Have you ever wondered why some low-voltage (115-V) power-consuming devices burn out too often? It could be because they are wired to a “high” or “wild” power leg of a voltage supply. These devices are actually receiving too high of a voltage to operate for any prolonged period of time. This column will try to explain the voltages associated with the high or wild leg coming from the secondary of a Delta service transformer. The high or wild leg of a service transformer is only associated with a Delta transformer.
Many commercial buildings have electrical power delivered by means of dual-voltage, 60-Hz service. One example would be a 120/240-V, three-phase, 4-wire Delta drop. The secondary of the Delta transformer (Figure 1, page 27) delivers power to a building. Remember, the secondary of these transformers receive their voltage from the primary windings (not shown in Figure 1) of the transformer through induced voltage. Any time a Delta transformer’s secondary winding is center tapped, a high leg is created. Notice that one of the windings of the Delta transformer has been center tapped and connected to earth ground. This center tap is connected to a ground rod driven into the earth, which grounds the neutral wire and the equipment’s chassis.
Single-phase voltages can be picked off the secondary of the Delta transformer. Listed here are those single-phase voltages:
A to B – 240 V
A to C – 240 V
B to C – 240 V
A to N – 120 V
B to N – 120 V
Notice that when the winding of the transformer was center tapped to ground, it divided the total winding voltage (240 V) into two 120-V windings connected in series. This happened because the winding was divided perfectly in half. Both phase A and phase B, relative to the center tap or ground, would be 120 V, and could be used for any single-phase, 120-V sources. If all three phases or legs (A, B, and C) of the Delta transformer were used, 240-V three-phase power can be used.
The Odd or High Voltage
What would the voltage be from leg C to leg N? This would be the power leg to ground. The power leg referenced to the center tap or ground would consist of one entire winding and half of another winding with an angle in the middle of the two windings (Figure 2). The voltage between phase C and N is neither 240 V nor 120 V. It is an odd voltage that usually has a value between 200-210 V single-phase. The actual voltage of this odd or high voltage will vary depending on the turn ratio of the transformer’s primary and secondary windings. This is why phase C is referred to as the power leg or high leg. The power leg is usually colored orange so it can be readily recognized.

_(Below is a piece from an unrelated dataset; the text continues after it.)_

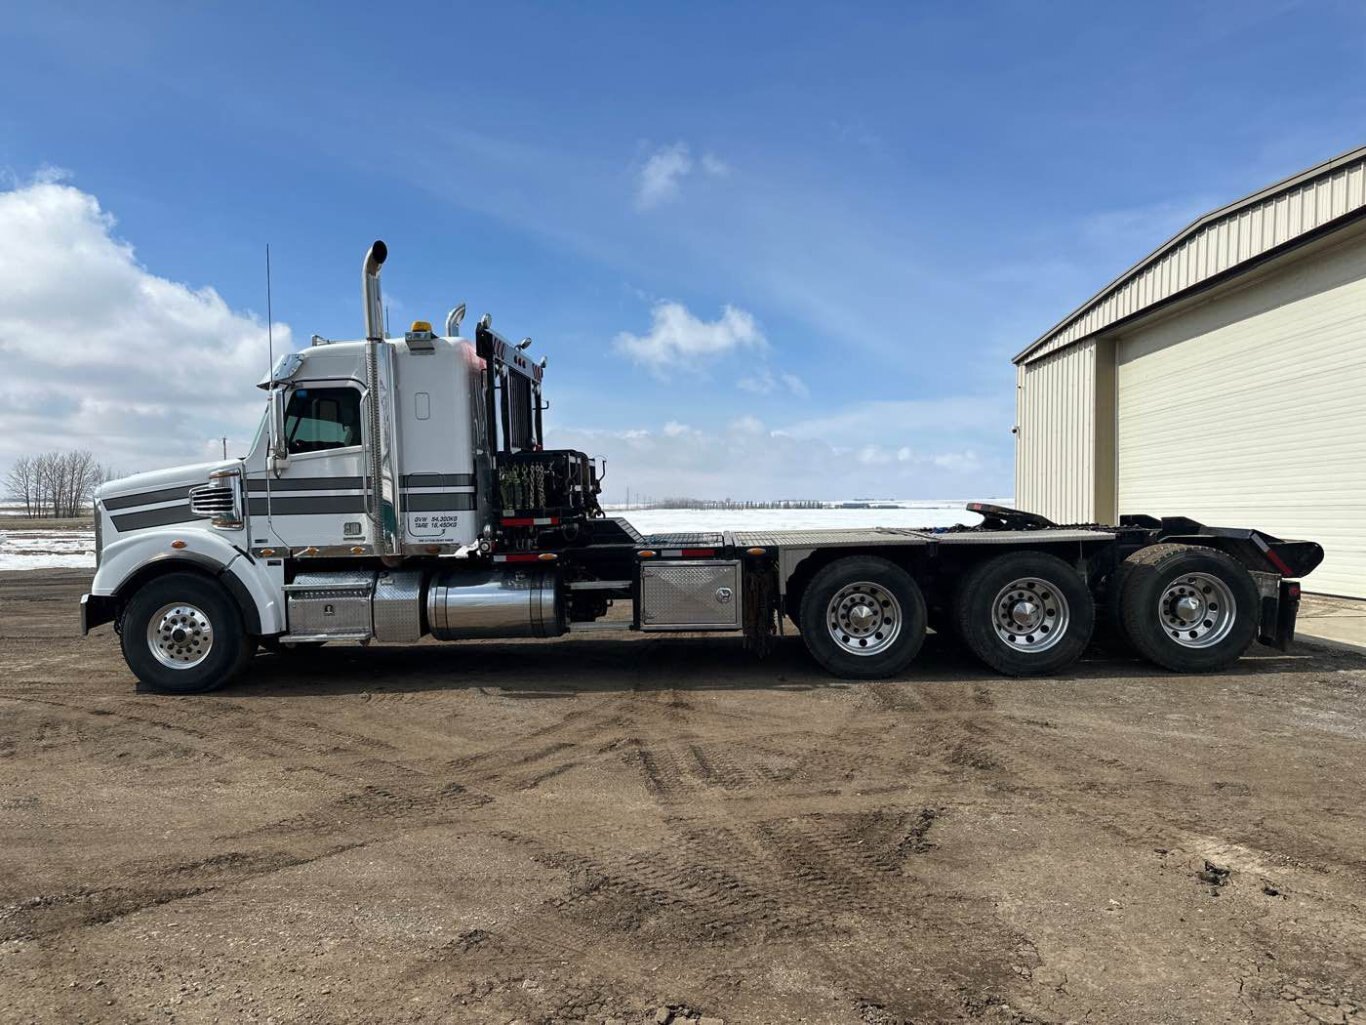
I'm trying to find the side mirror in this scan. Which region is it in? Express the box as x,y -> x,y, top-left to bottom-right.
268,388 -> 288,471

Never wire the power leg to a 120-V source. It should only be used on 240-V three-phase loads or 240-V single-phase loads. If it is used on a 120-V single-phase load, the load will eventually fail from too high of a voltage source. Notice that the power leg only has this odd voltage when it is referenced to ground. Again, this is because it is working through the entire winding and another half winding with an angle in between. This does not hold true for phase B and phase A, referenced to ground. They simply split the one winding between phase A and B in half.